And then it came to me, these people seemed to have attended the grand feast, for being considerate and having given their best and their all despite their shortcomings. How they managed to still smile even with some hurtful words thrown at them. I actually saw Jesus in them.
I remembered that verse in the bible about how we treat the least of our brothers. And somehow, as workers in the restaurant, they are considered our servants, and would usually treat them as the “least,” but they of course deserve our respect.
I felt ashamed for the “brothers and sisters” who somehow left the practice of Christian teachings inside the arena, when those ourside of it are clearly the ones who need it the most. I believe that it’s a responsibility on our part as attendees to extend that to those who weren’t able to attend.
So when my husband and I talked with the restaurant staff, I believe we dealt with them with utmost patience, sincerity, and concern, that they were being lashed out by other people because of their limitations. When they should have been given more consideration.
Anyway, this has been a long one.
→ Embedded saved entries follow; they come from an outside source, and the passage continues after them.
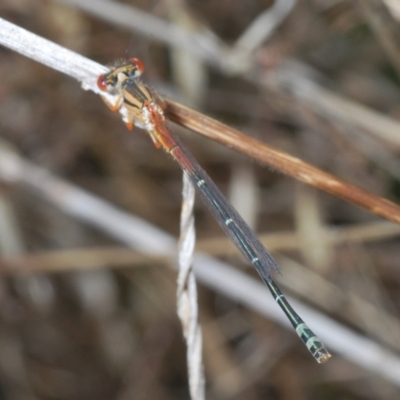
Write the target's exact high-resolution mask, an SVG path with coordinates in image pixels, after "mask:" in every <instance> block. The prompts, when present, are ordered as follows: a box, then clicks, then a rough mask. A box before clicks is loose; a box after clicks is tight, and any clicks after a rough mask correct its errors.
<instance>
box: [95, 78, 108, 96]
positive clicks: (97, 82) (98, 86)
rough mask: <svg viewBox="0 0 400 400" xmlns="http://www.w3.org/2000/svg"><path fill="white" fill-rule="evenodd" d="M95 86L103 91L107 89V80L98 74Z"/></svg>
mask: <svg viewBox="0 0 400 400" xmlns="http://www.w3.org/2000/svg"><path fill="white" fill-rule="evenodd" d="M97 86H98V88H99V89H100V90H102V91H103V92H104V91H106V90H107V81H106V78H105V76H104V75H100V76H99V77H98V78H97Z"/></svg>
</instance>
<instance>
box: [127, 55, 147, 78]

I don’t want to be self-righteous here, ’cause I admit, I’ve had those moments where I too became a little impatient over “the least of my brothers.” I guess this is a reminder for myself as well that we need to be a little self-conscious whenever we deal with other people who are outside our church, or who have not attended the same or similar type of gatherings as we do.
We should always be guided and conscious that we somehow represent Jesus as a Christian, and be disciplers and evangelists of His words and His works. We may be the only Bible, or the Jesus that one would encounter in someone’s life.